Saturday, 17 April 2021

Vanishing Point (1971)

Vanishing Point is a 1971 road movie, a genre for which I have some fondness. It’s a few other things as well, some good and some bad, as we shall see.

It was a fairly low-budget movie, directed by Richard C. Sarafian, and it gained quite a cult following which to some extent it still retains.

There’s virtually no plot. Kowalski (Barry Newman) is a former cop and former racing driver who now makes his living delivering cars cross-country. Having just finished one gruelling delivery he immediately embarks on another, delivering a souped-up Dodge Challenger from Colorado to San Francisco. He makes a bet with his drug dealer that he can deliver the car in fifteen hours, which is apparently impossible but Kowalski is so full of speed he figures he can do it anyway.

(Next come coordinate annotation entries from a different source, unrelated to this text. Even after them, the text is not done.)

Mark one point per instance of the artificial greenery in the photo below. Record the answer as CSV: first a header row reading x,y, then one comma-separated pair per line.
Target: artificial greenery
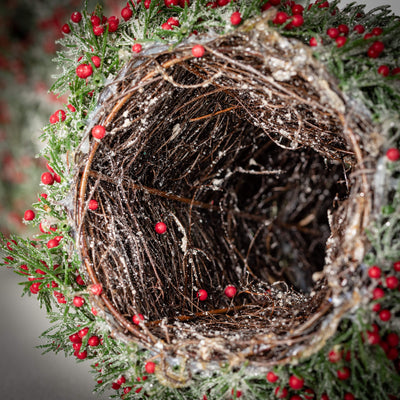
x,y
55,271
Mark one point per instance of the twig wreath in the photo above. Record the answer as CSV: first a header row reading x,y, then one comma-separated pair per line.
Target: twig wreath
x,y
222,206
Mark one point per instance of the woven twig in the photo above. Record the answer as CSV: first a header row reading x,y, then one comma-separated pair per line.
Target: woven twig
x,y
243,154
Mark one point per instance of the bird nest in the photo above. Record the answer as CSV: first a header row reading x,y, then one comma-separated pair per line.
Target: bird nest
x,y
261,171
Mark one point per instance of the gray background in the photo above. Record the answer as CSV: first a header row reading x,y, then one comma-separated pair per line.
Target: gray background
x,y
24,372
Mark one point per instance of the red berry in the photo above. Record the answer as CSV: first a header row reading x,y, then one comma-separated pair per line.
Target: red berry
x,y
374,272
121,380
325,4
137,319
78,301
96,61
52,243
343,373
83,71
96,289
297,9
95,20
9,245
393,154
53,119
378,46
395,71
359,29
75,338
98,131
29,215
376,307
57,178
392,354
309,394
236,18
378,293
383,70
150,367
341,41
281,393
392,339
66,29
113,23
385,315
94,341
377,31
198,50
202,295
343,29
93,204
47,178
79,280
271,377
166,26
126,13
296,382
170,3
392,282
83,332
160,228
333,33
76,346
35,288
98,30
82,355
230,291
76,17
280,18
173,21
373,337
137,48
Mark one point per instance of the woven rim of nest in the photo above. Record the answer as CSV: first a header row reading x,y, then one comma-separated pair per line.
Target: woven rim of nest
x,y
289,108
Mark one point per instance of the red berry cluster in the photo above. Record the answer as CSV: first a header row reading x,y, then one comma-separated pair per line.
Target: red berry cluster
x,y
230,292
389,342
120,382
293,19
77,341
295,383
169,25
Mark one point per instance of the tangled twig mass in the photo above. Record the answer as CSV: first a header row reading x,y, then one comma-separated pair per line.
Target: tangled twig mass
x,y
255,162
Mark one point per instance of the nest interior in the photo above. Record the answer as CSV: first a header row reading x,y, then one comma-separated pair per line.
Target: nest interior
x,y
243,154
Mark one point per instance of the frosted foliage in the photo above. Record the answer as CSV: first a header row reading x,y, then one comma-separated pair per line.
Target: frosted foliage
x,y
241,155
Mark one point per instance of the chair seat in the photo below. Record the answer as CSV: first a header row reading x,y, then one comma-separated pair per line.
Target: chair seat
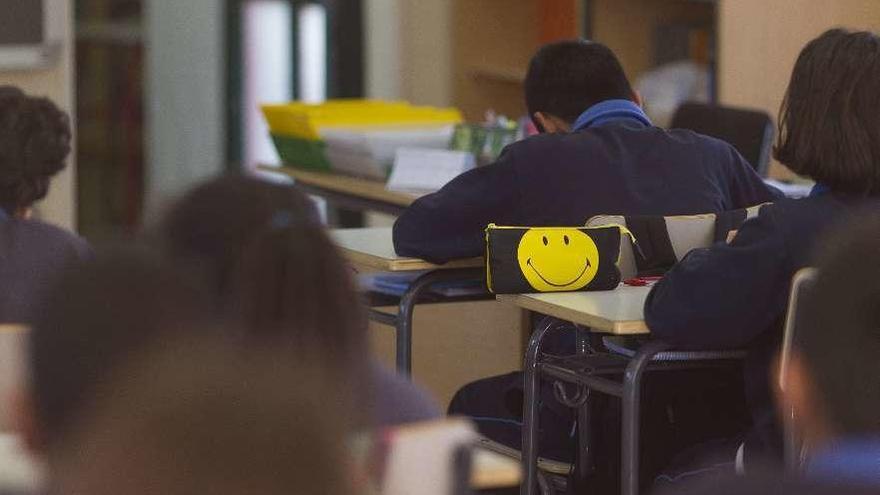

Not surprisingly he infringes a few traffic laws along the way but he’s in a hurry so he outruns the Highway Patrol. Eventually there’s a massive manhunt across four states to catch him, even though he’s been guilty of nothing other than a few traffic violations. You see the Establishment is out to get him because he’s a Rebel. He just wants to be free, man, and the Establishment won’t let him.

He forms some kind of crazy telepathic bond with a hyped-up blind black DJ (played by Cleavon Little) known as Super Soul. Super Soul offers him advice over the airwaves but Kowalski seems to hear the messages whether his radio is turned on or not. Super Soul is not just giving him advice on evading the cops but also acts as a kind of spiritual guru.


Kowalski has a few adventures along the way - a race with an E-Type Jaguar, an encounter with two very fey carjackers, a meeting with a crazy old man in the desert who collects rattlesnakes for a living, a meeting with some Jesus Freaks and a friendly biker who offers advice and drugs. And there’s also a nude girl on a motorcycle.

Kowalski also has flashbacks to pivotal events in his life, such as his girlfriend’s death and the events which got him kicked out of the police force.

Vanishing Point starts off pretty well. The first half of the movie is mostly high-speed car chase stuff and the stunt driving was quite superb by the standards of the day and still holds up pretty well (and has the advantage of being much more realistic and plausible than later car chase movies).

Then we get to the halfway point and it all falls apart. It starts to get into hippie-dippie counter-culture stuff and becomes unbearably pretentious and dull. All the excitement disappears and the pace slows to a crawl. And we get some quasi-mystical nonsense as well as some incredibly heavy-handed political stuff that serves no purpose other than reinforcing the whole “the evil Establishment wants to stifle our free expression” vibe.


Even the nude girl on the motorcycle is unlikely to keep you awake during the movie’s second half.

Barry Newman’s performance is odd but effective. Much of the time Kowalski is just staring into space and we wonder if he can even see the road. Maybe he’s not seeing it with his eyes but with his soul, man. It’s a performance that works within the context of the film. The rest of the acting is ham-fisted and generally embarrassingly obvious.

Guillermo Cabrera Infante’s screenplay is mostly just incoherent and self-indulgent. I think the movie is trying to say something about different planes of existence and how the material world is just one of those planes.

John Alonzo’s cinematography is at times quite stunning.


Director Richard C. Sarafian handles the action sequences extremely well and that’s the most positive thing I can say about his directing.

This move has been given a luxury two-disc Blu-Ray release which includes both the US theatrical version and the British theatrical release (which is apparently even longer which is a truly horrifying thought since the US version is already way too long). There’s an audio commentary by the director.

If you’re looking for a 1970s road movie that is actually worth seeing, watch Two-Lane Blacktop instead.

Another movie similar in style to Vanishing Point but which does the arty road trip thing much more successfully and is much more worth seeing is Jack Cardiff’s Girl on a Motorcycle (with Marianne Faithfull).

If you liked Easy Rider you’ll probably like this film. For me it was just too pretentious and too pseudo-mystical and too long and too boring and I can’t recommend it.